Para Murakami, o tempo de duração do contrato não afeta tanto, podendo ser de médio ou longo prazo, mas o importante é a flexibilidade, para ter custo unitário. Outro item é que permita escalar rapidamente e, da mesma forma, diminuir quando necessário, uma vez que a fintech tem diversos clientes que trabalham com sazonalidade.

“Nos preocupa muito o pós-venda das aplicações e não ficarmos presos, mas mantermos fornecedores que contam com empresas que prestam suporte, fazem consultoria e implementação”, detalhou.

Dicas para o canal
O primordial é o canal ter em mente que as fintechs, principalmente as em estágio inicial, têm limitação de budget, mas também têm potencial de crescimento. Para abocanhar uma fatia deste mercado, as dicas incluem oferecer serviços mais baratos ou a preço de custo e apostar. “É possível fazer, por exemplo, um contrato de longo prazo, vinculado ao crescimento da fintech, ou seja, escalável.

Quando esta transação se estabelece, o canal pode estar atrelado a uma empresa que cresce, sendo que sua margem de lucro aumentará conforme o cliente progride.

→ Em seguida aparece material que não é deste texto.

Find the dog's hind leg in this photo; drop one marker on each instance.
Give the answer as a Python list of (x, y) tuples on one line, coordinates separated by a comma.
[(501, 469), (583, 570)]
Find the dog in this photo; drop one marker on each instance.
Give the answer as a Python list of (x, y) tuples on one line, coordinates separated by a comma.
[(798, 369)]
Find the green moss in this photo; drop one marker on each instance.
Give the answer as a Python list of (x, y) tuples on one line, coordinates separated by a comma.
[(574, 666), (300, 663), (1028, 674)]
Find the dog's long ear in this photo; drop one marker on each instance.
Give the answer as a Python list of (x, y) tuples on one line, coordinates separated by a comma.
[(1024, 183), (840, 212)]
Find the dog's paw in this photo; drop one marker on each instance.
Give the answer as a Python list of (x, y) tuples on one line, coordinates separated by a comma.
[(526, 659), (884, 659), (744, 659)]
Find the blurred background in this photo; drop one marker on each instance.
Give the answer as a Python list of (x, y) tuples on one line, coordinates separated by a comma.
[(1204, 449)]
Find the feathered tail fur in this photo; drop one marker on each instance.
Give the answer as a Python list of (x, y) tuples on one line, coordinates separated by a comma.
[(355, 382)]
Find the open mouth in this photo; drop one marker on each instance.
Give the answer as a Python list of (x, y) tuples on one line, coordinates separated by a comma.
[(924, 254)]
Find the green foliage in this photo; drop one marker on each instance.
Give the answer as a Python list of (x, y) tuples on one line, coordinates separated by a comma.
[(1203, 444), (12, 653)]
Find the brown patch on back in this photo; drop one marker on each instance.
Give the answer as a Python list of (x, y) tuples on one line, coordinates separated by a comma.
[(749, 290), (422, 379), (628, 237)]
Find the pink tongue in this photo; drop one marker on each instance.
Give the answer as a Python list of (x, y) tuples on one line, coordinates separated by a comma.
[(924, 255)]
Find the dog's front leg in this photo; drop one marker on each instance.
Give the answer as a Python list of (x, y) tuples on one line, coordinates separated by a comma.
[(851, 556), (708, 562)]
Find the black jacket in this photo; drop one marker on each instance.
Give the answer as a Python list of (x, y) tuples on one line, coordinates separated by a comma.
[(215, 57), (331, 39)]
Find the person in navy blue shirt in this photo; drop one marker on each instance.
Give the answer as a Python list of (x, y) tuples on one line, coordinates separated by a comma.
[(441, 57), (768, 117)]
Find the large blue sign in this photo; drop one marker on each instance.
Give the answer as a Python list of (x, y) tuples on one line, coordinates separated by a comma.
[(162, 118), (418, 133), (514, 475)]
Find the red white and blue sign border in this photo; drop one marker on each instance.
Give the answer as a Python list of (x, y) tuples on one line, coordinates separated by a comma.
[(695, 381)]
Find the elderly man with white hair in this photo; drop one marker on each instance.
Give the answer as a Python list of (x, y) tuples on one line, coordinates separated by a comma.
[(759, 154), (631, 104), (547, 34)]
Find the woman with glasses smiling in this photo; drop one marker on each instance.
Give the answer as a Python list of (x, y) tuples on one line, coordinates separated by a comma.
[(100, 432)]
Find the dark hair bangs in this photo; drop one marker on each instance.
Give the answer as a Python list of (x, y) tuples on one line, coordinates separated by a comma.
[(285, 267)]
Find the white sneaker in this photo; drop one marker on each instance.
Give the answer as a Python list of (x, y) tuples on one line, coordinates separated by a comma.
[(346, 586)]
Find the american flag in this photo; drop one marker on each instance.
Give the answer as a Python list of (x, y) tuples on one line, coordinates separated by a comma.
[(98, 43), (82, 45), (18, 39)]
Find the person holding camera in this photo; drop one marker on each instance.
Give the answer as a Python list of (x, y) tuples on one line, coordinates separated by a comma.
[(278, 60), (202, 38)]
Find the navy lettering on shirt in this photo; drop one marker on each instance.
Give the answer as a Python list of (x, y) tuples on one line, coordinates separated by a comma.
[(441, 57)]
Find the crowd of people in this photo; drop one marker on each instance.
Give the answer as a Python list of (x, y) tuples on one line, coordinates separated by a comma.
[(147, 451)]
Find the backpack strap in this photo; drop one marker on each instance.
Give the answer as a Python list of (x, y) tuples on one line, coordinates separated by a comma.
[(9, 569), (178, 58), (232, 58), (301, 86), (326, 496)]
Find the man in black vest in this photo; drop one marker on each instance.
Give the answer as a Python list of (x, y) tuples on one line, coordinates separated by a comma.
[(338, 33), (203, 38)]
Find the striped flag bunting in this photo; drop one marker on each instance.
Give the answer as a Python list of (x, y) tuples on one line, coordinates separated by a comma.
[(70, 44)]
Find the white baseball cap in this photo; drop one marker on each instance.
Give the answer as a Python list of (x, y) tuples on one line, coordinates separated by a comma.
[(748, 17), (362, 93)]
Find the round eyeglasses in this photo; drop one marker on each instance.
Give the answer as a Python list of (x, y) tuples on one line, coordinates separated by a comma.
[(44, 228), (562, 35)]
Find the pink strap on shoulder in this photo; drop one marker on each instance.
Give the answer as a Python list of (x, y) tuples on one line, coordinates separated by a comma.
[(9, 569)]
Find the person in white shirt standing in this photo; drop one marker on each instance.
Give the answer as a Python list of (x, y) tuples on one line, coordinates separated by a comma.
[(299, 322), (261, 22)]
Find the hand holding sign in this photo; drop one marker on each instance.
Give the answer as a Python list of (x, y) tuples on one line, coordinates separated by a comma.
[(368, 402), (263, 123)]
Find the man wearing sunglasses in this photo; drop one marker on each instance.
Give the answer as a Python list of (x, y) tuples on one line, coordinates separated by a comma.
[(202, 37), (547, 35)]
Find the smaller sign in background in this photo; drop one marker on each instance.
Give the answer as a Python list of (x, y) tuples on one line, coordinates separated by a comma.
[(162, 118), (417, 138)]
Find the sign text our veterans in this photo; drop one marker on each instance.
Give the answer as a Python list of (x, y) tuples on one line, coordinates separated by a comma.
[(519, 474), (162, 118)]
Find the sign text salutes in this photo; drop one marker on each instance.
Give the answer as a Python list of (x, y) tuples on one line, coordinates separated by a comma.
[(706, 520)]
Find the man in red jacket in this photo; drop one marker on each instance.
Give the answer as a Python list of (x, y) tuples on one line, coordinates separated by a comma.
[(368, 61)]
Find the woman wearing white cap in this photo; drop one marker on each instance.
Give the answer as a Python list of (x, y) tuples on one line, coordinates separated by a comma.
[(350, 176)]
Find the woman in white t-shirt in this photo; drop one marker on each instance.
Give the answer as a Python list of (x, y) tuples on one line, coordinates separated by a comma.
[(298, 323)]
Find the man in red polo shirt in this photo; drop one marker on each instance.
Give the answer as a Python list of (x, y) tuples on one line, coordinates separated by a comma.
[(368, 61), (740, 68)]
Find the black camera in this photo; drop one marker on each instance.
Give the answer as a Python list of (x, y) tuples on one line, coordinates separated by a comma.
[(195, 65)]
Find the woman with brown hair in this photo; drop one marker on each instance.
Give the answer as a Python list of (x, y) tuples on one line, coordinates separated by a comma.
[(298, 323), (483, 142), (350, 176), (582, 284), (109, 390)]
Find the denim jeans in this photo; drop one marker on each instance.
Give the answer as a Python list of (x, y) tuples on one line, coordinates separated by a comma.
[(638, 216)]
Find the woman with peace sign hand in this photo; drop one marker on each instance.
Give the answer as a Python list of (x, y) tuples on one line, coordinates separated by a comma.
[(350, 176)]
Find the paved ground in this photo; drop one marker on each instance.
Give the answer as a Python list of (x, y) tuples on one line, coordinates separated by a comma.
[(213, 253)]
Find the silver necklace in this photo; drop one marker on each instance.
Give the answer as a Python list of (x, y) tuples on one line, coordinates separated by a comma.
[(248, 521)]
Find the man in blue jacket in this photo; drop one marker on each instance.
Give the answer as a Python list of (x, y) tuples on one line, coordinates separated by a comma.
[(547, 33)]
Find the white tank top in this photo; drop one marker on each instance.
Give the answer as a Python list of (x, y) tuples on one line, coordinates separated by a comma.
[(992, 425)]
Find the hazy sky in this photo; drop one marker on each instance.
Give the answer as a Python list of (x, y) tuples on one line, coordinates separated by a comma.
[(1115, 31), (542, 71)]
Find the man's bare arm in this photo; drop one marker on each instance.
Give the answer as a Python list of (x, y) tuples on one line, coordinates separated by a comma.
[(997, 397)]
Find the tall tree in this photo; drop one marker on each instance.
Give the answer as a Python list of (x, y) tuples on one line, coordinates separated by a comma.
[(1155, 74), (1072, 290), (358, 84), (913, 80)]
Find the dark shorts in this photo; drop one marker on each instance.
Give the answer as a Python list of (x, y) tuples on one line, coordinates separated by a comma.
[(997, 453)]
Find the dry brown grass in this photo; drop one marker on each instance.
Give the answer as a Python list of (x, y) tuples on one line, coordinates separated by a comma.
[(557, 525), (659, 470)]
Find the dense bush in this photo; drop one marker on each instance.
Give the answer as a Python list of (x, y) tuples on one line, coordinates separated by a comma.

É uma relação de longo prazo e que no fim do dia pode se tornar muito rentável para quem comprou o risco de vender a uma empresa pequena e a preço de custo no começo”, destaca Perez, da ABFintechs.

Outro formato que vem sendo adotado é o de fundos, no qual companhias investidoras em fintechs criam hubs de inovação e entregam como benefícios o consumo de produtos e serviços. “Os canais podem fechar parcerias com investidores e grupos que aportam nas fintechs. É comum uma fintech selecionada para programa de aceleração receber não apenas financiamento em dinheiro, como também, mentoria e pacotes para compra de soluções tecnológicas”, aponta Perez.

Grandes consumidoras

Para Mariano Gordinho, diretor-executivo da Associação Brasileira da Distribuição de Tecnologia da Informação – Abradisti, as fintechs são clientes com enorme potencial. “Minha impressão é que as fintechs são a nova geração dos bancos e tudo leva a crer que elas serão as grandes consumidoras de produtos e soluções de tecnologia”, diz. Elas provocam uma mudança drástica nos bancos, forçando-os a serem mais tecnológicos e a ficarem alinhados com a mudança.

Os bancos no passado recebiam fornecedores que vendiam hardware e software; hoje, ao contrário, as fintechs estão mais no papel de grandes consumidores de infraestrutura, mas consumindo-a sob demanda e na nuvem. “Elas vão forçar o movimento de consolidação de grandes provedores de nuvem”, aposta.

Gordinho explica que fabricantes como IBM, Google, Amazon, Microsoft e Oracle foram os primeiros a entender o potencial do modelo de venda sob demanda. “O papel de vendedor ficou com o fornecedor e faltou deixar claro quais são as atribuições dos canais. Distribuidores e revendas estão enfrentando o desafio de como participar desses modelos de oferta.”

Para ele, a venda na nuvem não necessariamente tira a intermediação, mas existe sim, o desafio de desenhar um modelo de negócio que seja suficientemente interessante para todos. “O cliente quer comprar o melhor serviço pelo melhor preço e com o melhor suporte possível”, pontua.